Er weiss, dass sie mehr hören möchte, Details, ganze Sätze, Erklärungen. Dass sie drauf und dran ist, ihn mit mehr Fragen zu löchern. Sich aber besinnt. Es steht ihr nicht zu, dem Vater allzu tief in die Seele zu blicken. Das dürfen vielleicht ihre Brüder, Hans, Emil jr. und Carl. Aber nicht sie, das Mädchen, die Tochter, die junge Frau.
Für einen Moment ist da diese Unbeholfenheit zwischen ihm und Helene, die er schon öfter wahrgenommen hat. Dieses Bedürfnis, Nähe zuzulassen, sie vielleicht in den Arm zu nehmen. Es würde ihm guttun. Jetzt besonders.
Aber hatten sie vorher schon immer eine gewisse Distanz gehalten, so ist das mit Annas viel zu frühem Tod nicht etwa besser geworden, sondern nur noch schwieriger. Anna fehlt ihnen beiden. Sie fehlt vor allem als Bindeglied zwischen ihnen.
Er zieht sich den Mantel über, denn es ist kalt draussen. Ein winterlicher, nasser März. Helene hilft ihm, legt ihm dabei ganz kurz die Hand auf den Unterarm.

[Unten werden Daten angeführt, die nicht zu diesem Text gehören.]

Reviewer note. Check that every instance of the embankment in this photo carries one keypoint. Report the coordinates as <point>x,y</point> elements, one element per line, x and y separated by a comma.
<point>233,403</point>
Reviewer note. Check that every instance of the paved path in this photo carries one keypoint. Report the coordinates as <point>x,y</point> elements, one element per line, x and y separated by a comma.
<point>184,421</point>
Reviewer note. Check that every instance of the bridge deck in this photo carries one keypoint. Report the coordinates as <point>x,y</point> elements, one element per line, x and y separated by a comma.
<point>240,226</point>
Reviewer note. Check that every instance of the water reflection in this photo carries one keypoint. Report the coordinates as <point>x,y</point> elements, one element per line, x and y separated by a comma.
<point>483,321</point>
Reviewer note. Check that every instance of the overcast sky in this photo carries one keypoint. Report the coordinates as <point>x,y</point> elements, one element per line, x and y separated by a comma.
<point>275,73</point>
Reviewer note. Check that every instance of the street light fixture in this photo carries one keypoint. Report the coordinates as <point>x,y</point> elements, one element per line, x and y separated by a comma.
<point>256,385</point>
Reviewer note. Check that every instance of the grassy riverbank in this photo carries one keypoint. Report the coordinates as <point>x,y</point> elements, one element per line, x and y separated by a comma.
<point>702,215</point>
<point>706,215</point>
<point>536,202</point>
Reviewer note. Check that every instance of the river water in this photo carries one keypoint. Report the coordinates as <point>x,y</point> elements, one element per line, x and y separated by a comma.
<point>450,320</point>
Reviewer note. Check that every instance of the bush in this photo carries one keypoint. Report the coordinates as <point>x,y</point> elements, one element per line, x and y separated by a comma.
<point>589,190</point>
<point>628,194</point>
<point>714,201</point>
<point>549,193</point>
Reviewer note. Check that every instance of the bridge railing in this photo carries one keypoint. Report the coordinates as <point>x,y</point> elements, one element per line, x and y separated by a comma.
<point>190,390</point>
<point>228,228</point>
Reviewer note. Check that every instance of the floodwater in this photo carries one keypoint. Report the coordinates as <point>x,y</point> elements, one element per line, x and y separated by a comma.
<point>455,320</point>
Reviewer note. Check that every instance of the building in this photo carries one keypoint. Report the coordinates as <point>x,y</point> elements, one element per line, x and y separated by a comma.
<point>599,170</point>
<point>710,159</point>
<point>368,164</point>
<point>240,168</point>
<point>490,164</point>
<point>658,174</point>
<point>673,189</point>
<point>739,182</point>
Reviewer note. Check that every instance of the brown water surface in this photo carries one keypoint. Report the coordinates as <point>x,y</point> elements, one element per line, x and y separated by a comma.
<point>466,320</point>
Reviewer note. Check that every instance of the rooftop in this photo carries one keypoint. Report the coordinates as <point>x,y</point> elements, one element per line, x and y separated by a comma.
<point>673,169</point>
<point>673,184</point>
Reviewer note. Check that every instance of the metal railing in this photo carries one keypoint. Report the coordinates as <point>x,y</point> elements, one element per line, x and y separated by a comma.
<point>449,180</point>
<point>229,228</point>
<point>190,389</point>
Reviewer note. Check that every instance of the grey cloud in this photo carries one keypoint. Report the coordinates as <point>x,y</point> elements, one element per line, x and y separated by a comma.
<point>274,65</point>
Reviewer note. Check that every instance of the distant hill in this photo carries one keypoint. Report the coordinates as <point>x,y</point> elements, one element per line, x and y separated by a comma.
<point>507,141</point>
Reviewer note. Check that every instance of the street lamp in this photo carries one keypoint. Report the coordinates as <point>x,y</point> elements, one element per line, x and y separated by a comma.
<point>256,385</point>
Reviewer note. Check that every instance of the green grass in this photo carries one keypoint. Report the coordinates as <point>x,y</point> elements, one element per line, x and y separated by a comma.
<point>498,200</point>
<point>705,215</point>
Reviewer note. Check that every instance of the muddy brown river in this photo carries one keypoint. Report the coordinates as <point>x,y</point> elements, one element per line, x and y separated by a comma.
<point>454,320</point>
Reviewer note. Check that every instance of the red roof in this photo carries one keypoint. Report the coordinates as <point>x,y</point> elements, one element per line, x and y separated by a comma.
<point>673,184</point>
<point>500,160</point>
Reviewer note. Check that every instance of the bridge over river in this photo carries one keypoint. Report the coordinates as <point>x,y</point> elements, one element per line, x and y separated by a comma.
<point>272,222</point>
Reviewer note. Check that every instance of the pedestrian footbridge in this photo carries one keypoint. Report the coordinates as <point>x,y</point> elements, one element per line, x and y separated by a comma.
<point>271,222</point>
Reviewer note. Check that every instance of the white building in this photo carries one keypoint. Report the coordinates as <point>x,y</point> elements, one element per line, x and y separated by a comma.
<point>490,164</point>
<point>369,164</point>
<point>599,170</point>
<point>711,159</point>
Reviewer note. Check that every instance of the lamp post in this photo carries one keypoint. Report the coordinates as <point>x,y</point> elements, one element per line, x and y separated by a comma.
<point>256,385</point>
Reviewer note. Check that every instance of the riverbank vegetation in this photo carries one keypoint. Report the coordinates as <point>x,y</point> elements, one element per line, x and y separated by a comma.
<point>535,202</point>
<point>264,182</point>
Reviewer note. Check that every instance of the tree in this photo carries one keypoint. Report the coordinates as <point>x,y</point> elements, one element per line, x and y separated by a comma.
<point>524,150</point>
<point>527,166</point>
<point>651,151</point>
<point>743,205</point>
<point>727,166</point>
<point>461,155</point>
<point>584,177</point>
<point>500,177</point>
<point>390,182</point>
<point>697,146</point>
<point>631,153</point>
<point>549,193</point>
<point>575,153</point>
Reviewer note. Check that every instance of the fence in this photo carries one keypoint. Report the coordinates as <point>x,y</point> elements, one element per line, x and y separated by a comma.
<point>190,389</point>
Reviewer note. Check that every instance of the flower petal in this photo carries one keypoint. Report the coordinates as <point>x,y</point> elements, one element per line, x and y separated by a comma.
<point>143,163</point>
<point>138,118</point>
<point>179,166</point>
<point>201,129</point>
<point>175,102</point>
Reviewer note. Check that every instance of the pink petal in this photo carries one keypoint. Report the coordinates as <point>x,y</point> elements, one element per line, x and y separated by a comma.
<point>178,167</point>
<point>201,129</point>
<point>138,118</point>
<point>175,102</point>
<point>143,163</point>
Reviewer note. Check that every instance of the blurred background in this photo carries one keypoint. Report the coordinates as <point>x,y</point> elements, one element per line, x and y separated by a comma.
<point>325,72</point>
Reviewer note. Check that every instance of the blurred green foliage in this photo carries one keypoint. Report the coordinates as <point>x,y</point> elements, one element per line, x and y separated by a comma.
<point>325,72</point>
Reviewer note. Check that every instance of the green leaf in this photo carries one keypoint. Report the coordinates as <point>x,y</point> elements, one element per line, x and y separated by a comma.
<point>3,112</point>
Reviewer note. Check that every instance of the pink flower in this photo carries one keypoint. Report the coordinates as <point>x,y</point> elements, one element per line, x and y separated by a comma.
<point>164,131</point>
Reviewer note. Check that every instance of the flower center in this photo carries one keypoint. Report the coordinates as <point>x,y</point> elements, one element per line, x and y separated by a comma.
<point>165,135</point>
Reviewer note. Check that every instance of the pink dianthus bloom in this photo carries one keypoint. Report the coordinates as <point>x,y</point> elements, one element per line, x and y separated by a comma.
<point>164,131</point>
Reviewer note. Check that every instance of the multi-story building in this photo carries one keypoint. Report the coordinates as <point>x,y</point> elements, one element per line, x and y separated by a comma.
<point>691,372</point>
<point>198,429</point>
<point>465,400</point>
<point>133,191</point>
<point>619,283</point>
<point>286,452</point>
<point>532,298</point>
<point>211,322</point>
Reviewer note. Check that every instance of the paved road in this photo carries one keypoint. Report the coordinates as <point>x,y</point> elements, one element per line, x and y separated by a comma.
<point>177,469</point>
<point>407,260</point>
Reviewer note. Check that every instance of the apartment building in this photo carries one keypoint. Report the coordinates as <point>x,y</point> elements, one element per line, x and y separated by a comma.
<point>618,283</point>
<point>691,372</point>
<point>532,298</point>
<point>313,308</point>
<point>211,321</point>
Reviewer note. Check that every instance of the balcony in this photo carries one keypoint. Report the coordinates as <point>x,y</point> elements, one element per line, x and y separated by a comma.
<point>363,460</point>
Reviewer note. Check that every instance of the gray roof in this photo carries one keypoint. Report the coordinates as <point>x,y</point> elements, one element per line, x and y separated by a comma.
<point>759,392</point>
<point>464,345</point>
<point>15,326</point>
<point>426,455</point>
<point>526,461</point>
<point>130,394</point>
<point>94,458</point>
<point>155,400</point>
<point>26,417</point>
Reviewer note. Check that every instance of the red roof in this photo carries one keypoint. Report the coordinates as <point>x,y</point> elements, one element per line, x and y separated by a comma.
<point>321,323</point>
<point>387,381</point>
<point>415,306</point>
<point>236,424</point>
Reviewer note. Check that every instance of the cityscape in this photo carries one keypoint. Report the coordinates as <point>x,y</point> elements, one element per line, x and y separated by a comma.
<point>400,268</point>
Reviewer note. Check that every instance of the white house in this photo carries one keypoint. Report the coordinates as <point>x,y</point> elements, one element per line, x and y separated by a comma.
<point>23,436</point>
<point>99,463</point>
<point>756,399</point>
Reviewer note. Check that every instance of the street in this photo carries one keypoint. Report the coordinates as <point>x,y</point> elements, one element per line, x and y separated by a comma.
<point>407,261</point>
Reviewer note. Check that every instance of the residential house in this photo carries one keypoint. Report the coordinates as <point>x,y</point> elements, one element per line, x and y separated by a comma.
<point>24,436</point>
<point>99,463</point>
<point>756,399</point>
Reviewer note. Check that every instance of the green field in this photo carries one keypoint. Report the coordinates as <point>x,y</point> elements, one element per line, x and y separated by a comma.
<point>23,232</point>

«Machʼs gut, Papa. Bis später.»
«Bis später.»
Er tritt auf die Strasse. Kalt ist es wohl, und es hat da und dort noch ein paar letzte Reste Schnee. Aber die Wolken haben aufgerissen. Blauer Himmel zeigt sich. Er blickt gegen Süden. Zu den Alpen hin. Ist sich sicher, Eiger, Mönch und Jungfrau ausmachen zu können.
Es ist keine vier Wochen her, da war er zuletzt in Göschenen und anschliessend oben in Andermatt. Er, Vorsteher des Militärdepartements, war auf Besuch bei seiner Truppe gewesen. Dem kleinen Kreis handverlesener, von ihm ausgesuchter Männer, die den Gotthard verteidigen, wenn es darauf ankommt. Lauter tüchtige, stolze Offiziere. Ihnen hatte er noch einmal ins Gewissen geredet. Aber auch Mut gemacht. Ihnen hatte er die Aufgabe übertragen, die Alpen zu einem sicheren Rückzugsort der Armee zu machen, peu à peu.